We conducted a comprehensive analysis of the social, economic, and environmental factors in the YRB, measured these factors, and investigated how they influenced the residents’ health index. We included the dual dimensions of time and space, to address the shortcomings of research conducted in this field to date. However, due to the difficulty of obtaining indicators, we could only conduct our research at the prefecture-level city scale, not at the more detailed county scale. At the same time, due to a lack of data, this study had shortcomings in the construction of the index system, and the selection of indicators must be further improved in the future.
5. Conclusions
Overall, the health index of residents in the YRB showed a steady upward trend. From the perspective of prefecture-level cities (leagues and prefectures), some differences exist across various regions with regard to the residents’ health index, with the health index of residents of provincial capital cities being generally high. The eastern region of the YRB is dominated by residents with higher levels of health, accounting for the largest proportion of people living in that region. The central region of the YRB is characterized by residents with medium levels of health and accounts for the largest proportion of people living in that region. In contrast, the western region is characterized by residents with low levels of health. Overall, the health index of residents from different regions of the YRB varied considerably, with the index of health gradually decreasing from the eastern moving toward the western region.
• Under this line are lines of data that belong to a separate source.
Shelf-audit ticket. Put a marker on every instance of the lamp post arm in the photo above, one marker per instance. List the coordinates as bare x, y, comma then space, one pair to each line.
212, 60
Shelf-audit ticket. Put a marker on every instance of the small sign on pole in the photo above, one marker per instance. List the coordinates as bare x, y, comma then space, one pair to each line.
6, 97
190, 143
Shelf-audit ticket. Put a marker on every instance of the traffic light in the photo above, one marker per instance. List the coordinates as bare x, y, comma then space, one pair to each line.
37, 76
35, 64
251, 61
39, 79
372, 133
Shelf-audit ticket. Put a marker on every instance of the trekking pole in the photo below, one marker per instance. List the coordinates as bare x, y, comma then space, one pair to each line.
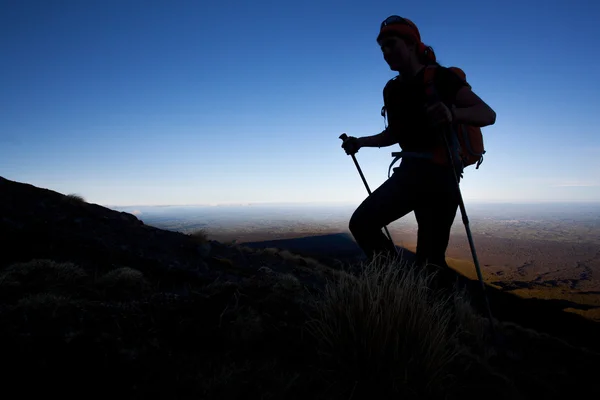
343, 136
465, 219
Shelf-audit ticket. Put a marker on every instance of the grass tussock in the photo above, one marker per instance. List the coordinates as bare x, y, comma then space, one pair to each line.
386, 329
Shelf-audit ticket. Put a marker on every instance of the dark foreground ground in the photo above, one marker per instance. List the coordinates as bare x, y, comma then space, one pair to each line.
93, 303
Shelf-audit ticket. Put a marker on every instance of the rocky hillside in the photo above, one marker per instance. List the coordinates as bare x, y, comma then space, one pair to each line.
93, 303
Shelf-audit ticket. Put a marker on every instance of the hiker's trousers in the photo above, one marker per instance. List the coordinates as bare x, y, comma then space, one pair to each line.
417, 185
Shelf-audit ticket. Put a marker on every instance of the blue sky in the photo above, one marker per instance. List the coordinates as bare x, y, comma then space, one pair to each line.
203, 102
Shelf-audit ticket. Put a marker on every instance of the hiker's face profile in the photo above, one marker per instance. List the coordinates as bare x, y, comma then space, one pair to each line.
395, 52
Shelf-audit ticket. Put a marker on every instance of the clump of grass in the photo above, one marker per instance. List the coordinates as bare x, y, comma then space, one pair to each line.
384, 328
40, 275
123, 282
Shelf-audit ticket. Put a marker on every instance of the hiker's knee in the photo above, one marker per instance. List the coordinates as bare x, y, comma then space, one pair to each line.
358, 222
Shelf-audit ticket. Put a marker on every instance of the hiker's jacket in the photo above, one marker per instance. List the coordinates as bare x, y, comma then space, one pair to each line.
406, 104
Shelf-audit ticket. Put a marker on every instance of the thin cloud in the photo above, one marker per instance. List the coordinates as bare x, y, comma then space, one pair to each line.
577, 184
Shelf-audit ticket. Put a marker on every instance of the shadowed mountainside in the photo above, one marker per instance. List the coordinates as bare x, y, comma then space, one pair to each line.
94, 303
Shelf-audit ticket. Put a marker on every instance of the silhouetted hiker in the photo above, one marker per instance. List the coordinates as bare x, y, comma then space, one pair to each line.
424, 182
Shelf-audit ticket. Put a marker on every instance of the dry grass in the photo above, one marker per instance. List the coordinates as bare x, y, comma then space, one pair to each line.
386, 329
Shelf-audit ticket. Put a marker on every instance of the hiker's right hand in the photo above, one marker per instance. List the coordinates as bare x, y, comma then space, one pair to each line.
351, 145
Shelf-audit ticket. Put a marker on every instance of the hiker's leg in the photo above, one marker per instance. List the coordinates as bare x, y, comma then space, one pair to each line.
435, 215
392, 200
435, 219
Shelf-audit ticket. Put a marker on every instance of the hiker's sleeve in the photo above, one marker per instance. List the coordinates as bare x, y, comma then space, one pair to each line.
449, 84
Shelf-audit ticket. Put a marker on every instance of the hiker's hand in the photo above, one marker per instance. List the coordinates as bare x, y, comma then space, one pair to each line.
439, 114
351, 145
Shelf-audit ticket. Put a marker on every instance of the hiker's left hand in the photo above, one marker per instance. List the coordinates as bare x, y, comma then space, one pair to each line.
439, 114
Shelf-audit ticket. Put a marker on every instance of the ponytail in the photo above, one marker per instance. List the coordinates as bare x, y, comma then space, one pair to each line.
426, 54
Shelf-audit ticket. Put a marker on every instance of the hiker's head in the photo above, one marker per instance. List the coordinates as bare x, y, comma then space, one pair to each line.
401, 44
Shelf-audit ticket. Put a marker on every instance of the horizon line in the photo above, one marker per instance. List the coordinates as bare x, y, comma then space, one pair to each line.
249, 204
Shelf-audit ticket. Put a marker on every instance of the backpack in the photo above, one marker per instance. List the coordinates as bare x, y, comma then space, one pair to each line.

The YRB residents’ health index displayed positive spatial autocorrelation, and the overall spatial distribution showed some clustering characteristics. Prefecture-level cities with high levels of resident health tended to be located near to other prefecture-level cities where residents had high levels of health, while prefecture-level cities with low levels of resident health were often adjacent to other prefecture-level cities with low levels of resident health. Spatial clustering showed an initial decrease, followed by an increase, suggesting notable fluctuations. The hotspots formed by the clustering of high-level zones showed a fluctuating trend, which gradually shifted from the eastern region toward the central and western regions of the YRB. The range of coldspots formed by the clustering of low-level zones was not stable, gradually expanding from the western region toward the central and eastern regions of the YRB.
The impacts of GDP per capita, urbanization rate, household size, wastewater emission, and exhaust gas emission on the health levels of residents in the YRB were significant, with GDP per capita, urbanization rate, and household size having a positive impact on the improvement in residents’ health in the YRB, helping to promote the improvement of health levels among residents in the YRB. Household size had the largest positive impact, followed by GDP per capita, while urbanization rate had the smallest impact. Wastewater emissions and exhaust gas emissions had a negative impact on the improvement of residents’ health in the YRB, significantly hindering improvements in residents’ health. Due to the particularity of the YRB and the close relationship between human diseases and water pollution, the negative impact of wastewater emissions was greater than that of exhaust gas emissions.